Cuban Dissidents Excluded From Flag-Raising at US Embassy in Havana: ‘Limited Space’

By Patrick Goodenough | August 13, 2015 | 4:58am EDT
Tourists ride on a vintage American car in front of the US Embassy in Havana, Cuba, Tuesday, Aug. 11, 2015. The embassy will hold a ceremony on Friday, Aug. 14 to raise the U.S. flag, to mark its reopening on Havana’s historic waterfront. (AP Photo/Ramon Espinosa)

( – Secretary of State John Kerry and his department pushed back Wednesday on claims that the administration has excluded dissidents from Friday’s historic opening of the U.S. Embassy in Havana to avoid upsetting the Castro regime, attributing the decision to a lack of space and the fact the flag-raising is a “government-to-government” event.

Kerry and other officials pointed out that dissidents, considered traitors by the regime, would be among guests invited to a second function later in the day, at the chief of mission’s residence.

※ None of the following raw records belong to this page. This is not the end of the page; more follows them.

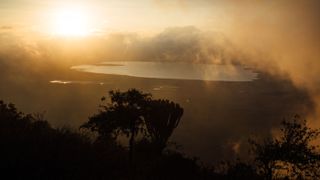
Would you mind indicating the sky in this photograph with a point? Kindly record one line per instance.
(279, 37)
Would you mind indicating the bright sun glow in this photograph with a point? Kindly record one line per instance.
(71, 22)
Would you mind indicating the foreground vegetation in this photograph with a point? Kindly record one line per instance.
(31, 148)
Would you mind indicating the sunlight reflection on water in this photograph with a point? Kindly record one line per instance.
(169, 70)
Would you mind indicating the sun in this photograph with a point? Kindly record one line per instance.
(71, 22)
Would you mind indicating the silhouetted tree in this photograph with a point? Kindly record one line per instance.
(161, 118)
(291, 155)
(133, 112)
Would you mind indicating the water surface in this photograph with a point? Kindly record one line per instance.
(169, 70)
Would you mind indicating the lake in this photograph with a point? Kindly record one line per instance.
(172, 70)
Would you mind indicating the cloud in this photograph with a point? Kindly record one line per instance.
(6, 27)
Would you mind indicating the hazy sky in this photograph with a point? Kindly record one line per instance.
(280, 36)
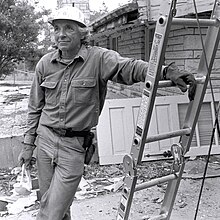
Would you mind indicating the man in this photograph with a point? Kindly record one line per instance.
(66, 99)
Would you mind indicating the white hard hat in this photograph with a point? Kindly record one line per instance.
(68, 13)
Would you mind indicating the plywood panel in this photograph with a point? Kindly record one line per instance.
(117, 124)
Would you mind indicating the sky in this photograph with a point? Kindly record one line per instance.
(95, 5)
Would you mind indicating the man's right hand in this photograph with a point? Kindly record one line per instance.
(26, 154)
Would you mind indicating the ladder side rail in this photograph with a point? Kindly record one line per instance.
(146, 107)
(151, 82)
(211, 46)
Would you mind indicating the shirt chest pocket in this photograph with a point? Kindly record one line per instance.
(50, 91)
(84, 90)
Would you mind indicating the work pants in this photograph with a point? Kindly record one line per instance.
(60, 162)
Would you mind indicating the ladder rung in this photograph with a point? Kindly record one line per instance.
(159, 217)
(156, 181)
(193, 22)
(167, 135)
(169, 83)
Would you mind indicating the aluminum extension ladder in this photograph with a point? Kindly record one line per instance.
(152, 83)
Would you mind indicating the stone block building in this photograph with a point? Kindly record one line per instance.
(130, 30)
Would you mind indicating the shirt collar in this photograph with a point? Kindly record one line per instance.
(83, 53)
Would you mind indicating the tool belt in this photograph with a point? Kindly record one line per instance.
(87, 144)
(70, 133)
(89, 147)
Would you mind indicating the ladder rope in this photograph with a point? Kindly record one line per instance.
(216, 123)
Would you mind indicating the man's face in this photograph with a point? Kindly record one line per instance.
(67, 35)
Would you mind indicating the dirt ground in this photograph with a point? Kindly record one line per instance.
(99, 202)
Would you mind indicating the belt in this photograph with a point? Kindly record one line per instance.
(69, 132)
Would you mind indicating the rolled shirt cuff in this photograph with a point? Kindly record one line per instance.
(29, 139)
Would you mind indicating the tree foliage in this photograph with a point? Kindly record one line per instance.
(20, 26)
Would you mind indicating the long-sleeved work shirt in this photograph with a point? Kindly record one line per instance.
(72, 95)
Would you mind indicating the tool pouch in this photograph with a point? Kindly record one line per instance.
(89, 147)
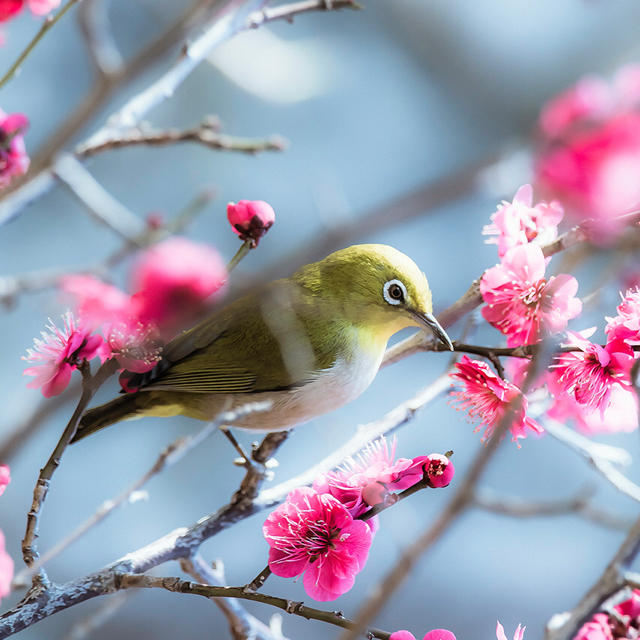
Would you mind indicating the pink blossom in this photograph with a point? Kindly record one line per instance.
(439, 470)
(370, 478)
(6, 569)
(500, 634)
(13, 156)
(96, 302)
(620, 415)
(598, 628)
(518, 222)
(626, 324)
(589, 374)
(589, 99)
(58, 353)
(174, 281)
(5, 477)
(135, 346)
(486, 397)
(521, 303)
(315, 534)
(250, 219)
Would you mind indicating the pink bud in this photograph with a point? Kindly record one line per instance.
(5, 477)
(439, 470)
(251, 219)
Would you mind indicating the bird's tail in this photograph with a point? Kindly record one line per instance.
(123, 408)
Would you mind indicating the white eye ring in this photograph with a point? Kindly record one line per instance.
(392, 287)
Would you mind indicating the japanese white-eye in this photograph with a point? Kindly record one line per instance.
(308, 344)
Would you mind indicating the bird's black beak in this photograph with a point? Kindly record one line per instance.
(429, 320)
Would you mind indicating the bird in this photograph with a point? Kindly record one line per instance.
(303, 345)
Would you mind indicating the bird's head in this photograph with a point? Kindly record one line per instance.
(374, 286)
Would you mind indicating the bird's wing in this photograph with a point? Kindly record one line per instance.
(254, 344)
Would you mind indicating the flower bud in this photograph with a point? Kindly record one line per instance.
(251, 219)
(439, 470)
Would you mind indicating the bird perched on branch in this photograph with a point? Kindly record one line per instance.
(306, 344)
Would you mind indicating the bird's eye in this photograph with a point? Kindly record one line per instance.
(394, 292)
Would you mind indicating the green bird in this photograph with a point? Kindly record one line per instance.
(307, 344)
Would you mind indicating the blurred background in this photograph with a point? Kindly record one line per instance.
(375, 104)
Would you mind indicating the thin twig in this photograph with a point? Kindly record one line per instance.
(176, 585)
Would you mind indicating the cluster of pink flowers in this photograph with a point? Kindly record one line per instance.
(626, 623)
(6, 563)
(318, 531)
(14, 160)
(589, 156)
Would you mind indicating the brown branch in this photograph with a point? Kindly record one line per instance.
(203, 134)
(176, 585)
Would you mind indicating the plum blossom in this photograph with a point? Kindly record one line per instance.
(590, 373)
(174, 281)
(519, 222)
(500, 634)
(5, 477)
(370, 478)
(58, 353)
(316, 535)
(10, 8)
(14, 160)
(6, 569)
(521, 303)
(250, 219)
(598, 628)
(486, 397)
(626, 324)
(590, 152)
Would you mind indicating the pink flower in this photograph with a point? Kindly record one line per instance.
(521, 303)
(598, 628)
(500, 634)
(626, 325)
(315, 534)
(439, 470)
(6, 569)
(58, 353)
(486, 397)
(174, 281)
(590, 99)
(250, 219)
(135, 346)
(13, 156)
(370, 478)
(96, 302)
(589, 374)
(518, 222)
(5, 477)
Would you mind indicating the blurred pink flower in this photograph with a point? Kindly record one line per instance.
(521, 303)
(439, 470)
(58, 353)
(6, 569)
(315, 534)
(250, 219)
(626, 324)
(589, 374)
(135, 346)
(5, 477)
(174, 281)
(13, 156)
(96, 302)
(370, 478)
(500, 634)
(486, 397)
(598, 628)
(518, 222)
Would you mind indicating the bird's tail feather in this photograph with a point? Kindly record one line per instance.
(122, 408)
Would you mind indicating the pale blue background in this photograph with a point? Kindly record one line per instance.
(414, 90)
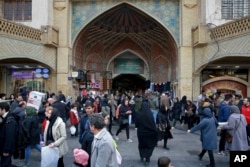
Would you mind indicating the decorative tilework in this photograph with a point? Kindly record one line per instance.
(164, 11)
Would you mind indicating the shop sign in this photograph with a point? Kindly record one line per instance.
(38, 73)
(23, 74)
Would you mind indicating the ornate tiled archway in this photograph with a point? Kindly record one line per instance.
(125, 27)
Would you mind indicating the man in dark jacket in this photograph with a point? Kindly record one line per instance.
(8, 134)
(224, 113)
(86, 136)
(62, 108)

“I’m going to meet with dissidents,” Kerry said in an interview with Telemundo. “They will come to the mission. I’ll have a chance to sit down with them at the mission. There will be a broad cross-section of Cuban society that will be invited to that event at the mission.”

“What they’re not invited to, quite notably, is the raising of the flag at the embassy itself because that is a government-to-government moment with very limited space, by the way, which is why we are having the reception later in the day at which we can have a cross-section of civil society, including some dissidents.”

Kerry added that he also planned a stroll in Old Havana during the day. “I look forward to meeting whoever I meet, and listening to them.”

The Associated Press, citing unnamed U.S. officials involved in the planning, reported earlier that officials settled on a compromise: To avoid risking a boycott by Cuban officials, no dissidents would be invited to the embassy event, even though excluding them would invite “fierce criticism from opponents of Obama’s new policy.”

“The dissidents won’t be invited to the embassy event, but a small group will meet with Kerry at the U.S. chief of mission’s home in the afternoon, where a lower-key, flag-raising ceremony is scheduled,” AP said.

A senior State Department official, in a background briefing on Kerry’s visit, rejected any notion that the communist government was involved in deciding who would attend the flag-raising ceremony.

“The Cubans have no say over the invitations to our event, so I really want to be clear on that,” the official said. “Just as we had no say in who they invited to their opening of their embassy [in Washington on July 20], neither did they have any say in who was invited to our opening, and that’s as it should be.”

The senior State Department official also pointed to the limited space at the embassy while acknowledging that those invited to it would include “some U.S. and Cuban private citizens.”

“The opening ceremony, which is the flag-raising ceremony at the embassy, is principally a government-to-government event. It’ll include officials from the Cuban government, a range of U.S. government agencies, as well as members of Congress,” the official said.

“There will be some U.S. and Cuban private citizens there, but it is primarily a government-to-government event, and it is extremely constrained in space.”

Responding to the AP report, Cuban-American Sen. Marco Rubio (R-Fla.) called the decision not to invite dissidents to the embassy event “a new low for President Obama and a slap in the face by this administration to Cuba’s courageous democracy activists.”

“Cuban dissidents are the legitimate representatives of the Cuban people and it is they who deserve America’s red carpet treatment,‎ not Castro regime officials,” he said.

Also criticizing the move was former Florida governor Jeb Bush, who tweeted: “Insulting to the cause of freedom and democracy that Obama has not invited Cuban dissidents to U.S. embassy opening.”

Rubio and Bush are both running for the Republican 2016 presidential nomination.